I have really struggled lately. I tried to go off my meds but that has left me feeling anxious, light headed with a knot in my stomach. This waxes and wanes but makes me very agitated. I don't know if I should go back on the meds but I hate the numbing feeling they give, even though they take the edge off the feelings.

So this is my dilemma, back on the meds or not? I would appreciate any advice. I saw the doctor recently and he agreed with me weaning off them but the reading I have done say side effects can last for weeks...is this what I am going through? Or is it the depression and anxiety still there just resurfacing after going of the meds.

Mary1
Community Member

Dear Alexander it's great your daughter has improved so much. Still I realise there must be many unresolved areas for yourself as you have dedicated yourself wholly to your daughters recovery.

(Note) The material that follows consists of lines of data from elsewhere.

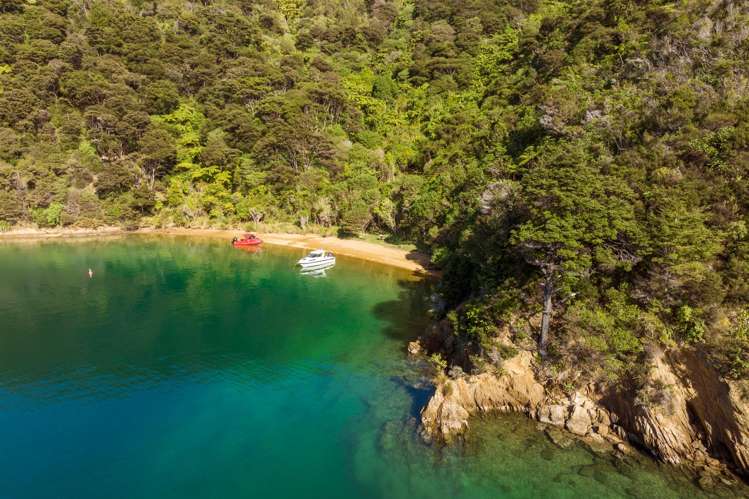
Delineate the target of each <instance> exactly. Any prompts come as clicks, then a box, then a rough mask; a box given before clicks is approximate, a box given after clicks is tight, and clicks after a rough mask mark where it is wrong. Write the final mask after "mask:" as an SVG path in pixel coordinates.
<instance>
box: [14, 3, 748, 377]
mask: <svg viewBox="0 0 749 499" xmlns="http://www.w3.org/2000/svg"><path fill="white" fill-rule="evenodd" d="M748 62H749V7H748V6H747V4H746V3H745V2H742V1H739V0H681V1H666V0H462V1H451V0H346V1H334V0H215V1H212V0H203V1H202V2H188V1H184V2H183V1H176V0H166V1H138V0H131V1H125V0H119V1H118V0H101V1H97V0H49V1H45V0H36V1H35V0H0V224H2V226H3V227H5V228H8V227H10V226H12V225H14V224H29V223H35V224H37V225H39V226H57V225H65V226H68V225H73V226H96V225H100V224H124V225H138V224H150V225H159V226H165V225H166V226H168V225H179V226H188V225H189V226H238V225H244V224H246V223H251V222H276V221H277V222H285V223H293V224H296V225H298V226H299V227H301V228H305V227H307V226H309V225H316V226H324V227H333V226H335V227H341V228H343V230H345V231H348V232H353V233H356V232H361V231H370V232H377V233H382V234H391V235H392V236H394V237H396V238H398V239H401V240H413V241H415V242H417V244H419V245H420V246H421V247H422V248H424V249H426V250H428V251H429V252H430V253H431V255H432V258H433V261H434V264H435V265H436V266H438V267H439V268H441V269H442V270H443V282H442V291H443V295H444V297H445V300H446V305H447V307H446V309H447V310H451V311H450V312H449V313H448V314H447V317H448V319H449V321H450V322H452V324H453V327H454V331H455V334H456V335H458V336H459V337H461V338H462V339H464V340H465V342H466V343H467V344H468V345H469V346H470V348H472V349H473V351H474V352H475V353H476V355H475V358H474V361H475V362H474V364H475V366H479V365H480V364H481V362H482V360H481V359H489V360H491V359H492V358H496V356H497V355H501V354H502V352H501V350H500V351H497V346H496V343H495V342H494V341H493V338H494V336H496V334H497V333H498V331H500V330H502V329H503V327H504V325H507V324H510V325H512V328H511V330H512V332H513V334H514V335H515V336H516V340H518V341H520V340H522V336H523V335H528V336H529V338H532V339H533V340H535V341H537V342H538V346H539V350H540V354H541V355H542V356H543V357H544V358H546V359H548V361H549V364H550V365H552V366H557V367H558V368H560V369H561V368H562V367H563V366H565V365H570V364H571V363H574V364H575V365H577V366H583V367H586V373H587V375H588V376H589V377H597V378H600V379H609V380H613V379H617V378H619V377H621V376H622V375H625V374H627V373H630V374H631V370H632V369H634V368H636V366H637V365H638V362H637V359H638V358H639V356H641V355H642V354H643V351H644V350H645V349H646V348H647V347H648V346H649V345H652V344H660V345H665V346H677V345H684V346H694V347H695V348H700V349H702V350H703V351H704V352H706V353H707V354H708V355H709V357H710V358H711V359H713V362H714V364H715V365H716V366H717V367H718V368H719V369H720V370H721V371H722V372H723V373H724V374H725V375H726V376H730V377H747V376H749V309H747V303H749V227H747V224H748V223H749V180H748V177H749V64H748ZM523 317H525V318H529V317H530V318H533V317H535V318H536V319H537V322H539V324H534V326H533V327H530V326H528V327H525V328H524V327H522V326H521V324H522V321H521V320H520V319H519V318H523ZM539 318H540V319H539ZM530 322H533V320H531V321H530ZM566 382H567V383H571V382H576V381H575V379H574V378H567V381H566Z"/></svg>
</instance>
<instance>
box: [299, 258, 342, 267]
mask: <svg viewBox="0 0 749 499" xmlns="http://www.w3.org/2000/svg"><path fill="white" fill-rule="evenodd" d="M297 265H298V266H299V267H301V268H302V270H318V269H326V268H328V267H332V266H333V265H335V258H325V259H321V260H317V261H310V262H302V261H299V262H297Z"/></svg>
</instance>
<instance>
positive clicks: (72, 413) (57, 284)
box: [0, 237, 700, 499]
mask: <svg viewBox="0 0 749 499" xmlns="http://www.w3.org/2000/svg"><path fill="white" fill-rule="evenodd" d="M299 254H300V252H297V251H290V250H283V249H274V250H271V249H266V250H264V251H262V252H260V253H248V252H243V251H238V250H234V249H232V248H230V247H229V246H228V245H227V244H225V243H222V242H215V241H213V242H211V241H202V240H195V239H187V238H158V239H157V238H145V237H128V238H117V239H106V240H90V241H75V242H66V243H58V242H43V243H12V244H2V245H0V470H2V473H0V497H2V498H48V497H64V498H99V497H108V498H120V497H122V498H126V497H127V498H129V497H158V498H161V499H168V498H184V497H197V498H209V497H210V498H213V497H215V498H223V497H325V498H334V497H346V498H349V497H386V498H401V497H402V498H415V497H471V498H472V497H476V498H480V497H481V498H483V497H487V498H488V497H541V496H545V497H583V496H584V497H653V496H654V495H658V496H660V497H679V496H684V495H692V496H699V495H700V492H699V490H698V489H696V488H695V487H693V486H692V485H690V484H689V483H688V481H687V480H686V479H684V478H683V477H681V476H680V475H678V474H673V473H669V472H668V470H666V469H660V468H658V467H657V466H656V465H655V464H653V463H650V462H647V461H645V462H642V463H632V462H629V463H620V462H617V461H615V460H612V459H610V458H601V457H597V456H595V455H594V454H592V453H591V452H589V451H588V450H586V449H584V448H582V447H580V446H574V447H573V448H571V449H567V450H561V449H558V448H556V447H555V446H553V445H552V444H551V443H550V442H548V441H547V440H546V439H545V437H544V436H543V435H542V434H540V433H539V432H538V431H537V430H536V428H535V425H534V423H532V422H529V421H527V420H525V419H523V418H522V417H504V418H501V419H500V420H498V421H494V422H481V421H477V422H476V423H475V425H474V430H475V431H474V432H473V433H472V434H471V436H470V437H469V438H468V441H467V442H466V443H465V445H463V446H455V447H451V448H448V449H434V448H430V447H427V446H425V445H423V444H422V443H421V442H420V440H419V439H418V437H417V436H416V431H415V416H416V415H417V414H418V410H419V408H420V407H421V405H422V404H423V403H424V401H425V399H426V397H427V396H428V395H429V393H428V390H424V389H416V388H413V383H412V382H413V381H414V380H417V379H418V377H419V372H418V369H417V367H416V366H413V365H412V364H410V363H409V362H408V361H407V360H406V358H405V356H404V353H403V352H404V345H405V342H406V341H407V340H408V339H409V338H412V337H414V336H416V335H418V334H419V332H420V330H421V329H422V328H423V327H424V324H425V317H424V312H423V310H424V304H425V296H426V294H427V291H426V289H425V288H424V286H423V285H420V284H417V283H414V282H413V281H410V280H409V279H408V276H407V274H404V273H401V272H400V271H397V270H394V269H389V268H385V267H381V266H377V265H374V264H367V263H363V262H359V261H354V260H347V259H345V258H342V259H339V263H338V265H337V266H336V268H335V269H333V270H331V271H329V272H328V275H327V276H326V277H322V278H314V277H305V276H300V275H299V274H298V273H297V272H296V271H295V270H294V268H293V262H294V260H295V259H296V258H298V257H299ZM89 267H91V268H92V269H93V270H94V272H95V275H94V278H93V279H89V278H88V276H87V275H86V271H87V269H88V268H89Z"/></svg>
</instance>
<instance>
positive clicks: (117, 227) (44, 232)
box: [0, 227, 430, 275]
mask: <svg viewBox="0 0 749 499" xmlns="http://www.w3.org/2000/svg"><path fill="white" fill-rule="evenodd" d="M244 232H245V231H242V230H218V229H215V230H214V229H139V230H137V231H129V232H128V231H125V230H123V229H120V228H118V227H102V228H99V229H18V230H11V231H9V232H3V233H0V240H22V239H56V238H69V237H96V236H111V235H122V234H128V233H129V234H133V233H134V234H155V235H158V234H165V235H178V236H203V237H217V238H225V239H226V240H227V241H229V240H231V239H232V238H233V237H235V236H239V235H241V234H242V233H244ZM257 235H258V237H260V239H262V240H263V242H264V243H265V244H270V245H275V246H286V247H289V248H300V249H310V250H312V249H318V248H320V249H325V250H328V251H332V252H333V253H335V254H337V255H343V256H350V257H353V258H359V259H361V260H367V261H370V262H376V263H381V264H384V265H390V266H392V267H398V268H401V269H404V270H409V271H412V272H414V273H416V274H423V275H427V274H430V271H428V270H427V265H428V263H429V257H427V256H426V255H424V254H423V253H419V252H417V251H408V250H405V249H403V248H398V247H397V246H391V245H387V244H385V243H383V244H378V243H372V242H368V241H362V240H358V239H341V238H338V237H323V236H320V235H317V234H285V233H262V232H258V233H257Z"/></svg>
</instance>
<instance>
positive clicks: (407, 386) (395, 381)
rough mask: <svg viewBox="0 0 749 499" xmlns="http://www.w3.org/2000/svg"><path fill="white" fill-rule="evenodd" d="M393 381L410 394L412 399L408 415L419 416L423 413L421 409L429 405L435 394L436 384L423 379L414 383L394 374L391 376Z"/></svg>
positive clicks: (400, 376) (411, 416) (411, 398)
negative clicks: (432, 384)
mask: <svg viewBox="0 0 749 499" xmlns="http://www.w3.org/2000/svg"><path fill="white" fill-rule="evenodd" d="M391 381H392V382H393V383H394V384H395V385H396V386H398V387H400V388H402V389H403V390H405V392H406V393H407V394H408V397H409V399H410V400H411V405H410V407H409V410H408V415H409V416H410V417H413V418H418V417H419V416H420V415H421V410H422V409H423V408H424V407H425V406H426V405H427V402H429V399H431V398H432V395H434V390H435V388H434V385H432V384H431V383H426V382H424V381H423V380H422V381H420V382H416V383H414V382H412V381H411V380H410V379H407V378H405V377H401V376H394V377H392V378H391Z"/></svg>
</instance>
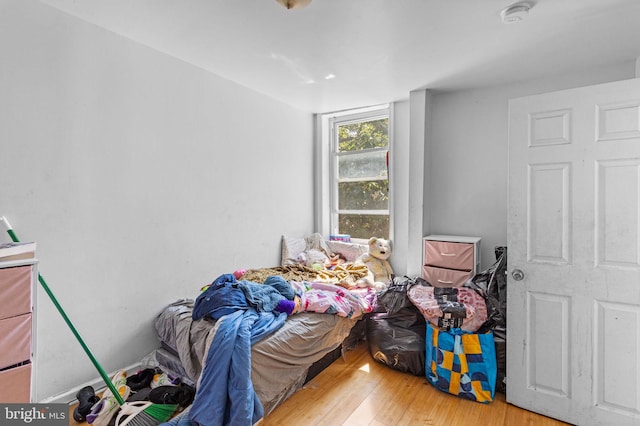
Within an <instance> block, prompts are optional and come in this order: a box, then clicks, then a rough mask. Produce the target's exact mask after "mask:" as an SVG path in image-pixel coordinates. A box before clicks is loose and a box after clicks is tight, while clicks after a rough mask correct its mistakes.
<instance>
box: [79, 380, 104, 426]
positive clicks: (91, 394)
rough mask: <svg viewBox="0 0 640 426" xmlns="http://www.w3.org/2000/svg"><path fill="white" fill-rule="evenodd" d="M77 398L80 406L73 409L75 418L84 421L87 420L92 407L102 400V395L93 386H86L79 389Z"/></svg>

no one can tell you what is right or wrong re medications. But I feel strongly that it's not yet time to stop treatment. Medication is a crucial part of recovery for those of us with anxiety. It doesn't sound that there's a reason to stop. Re the numb feeling you experience may I suggest you do some research online into the many different types of antidepressants-they are also described on this site under "treatment" & then go & see your GP to discuss the ones that sound best suited to you. Antidepressants don't change your personality-they are intend to help you get back to your usual state of mind. Certainly not "happy pills"-what a myth that is. More like stabilising your mood which it sounds as if taking the meds will help stabilise your mind & thoughts. And I stress they take about 3 weeks to work & don't give up until your found one that best suits you. You've probably been taking an SSRI-usually first line of treatment but then there's SNRIs which work on 2 parts of the brain & may be more effective. Remember we are here for you & will support you as best we can. Your daughter has made huge progress -it's time to now focus on your recovery. Lve Mary x

Alexander
Community Member

Thanks so much Mary1

It is nice to get individual comments relating to our situation. I know I need to look after myself but I am stuck between a rock and a hard place with the decision about medication. I am going off an anti-depressant and I am using a little medication to help lower the anxiety. I am thinking I might need to go back on the anti-depressant but I have been off them for 2 weeks after a 2 week or so taper. I have to push myself to get up and active and my wife is incredibly supportive and concerned. She has done most of the caring of our daughter while I have been working. I am on holidays now and would love to be going away with the family for a proper vacation but that is impossible really considering our daughters situation. It has been going on for 2.5 years now and it is really tiring. I would hate her to think that my situation probably relates to her getting unwell in the first place and i freak out that she may revisit those low times.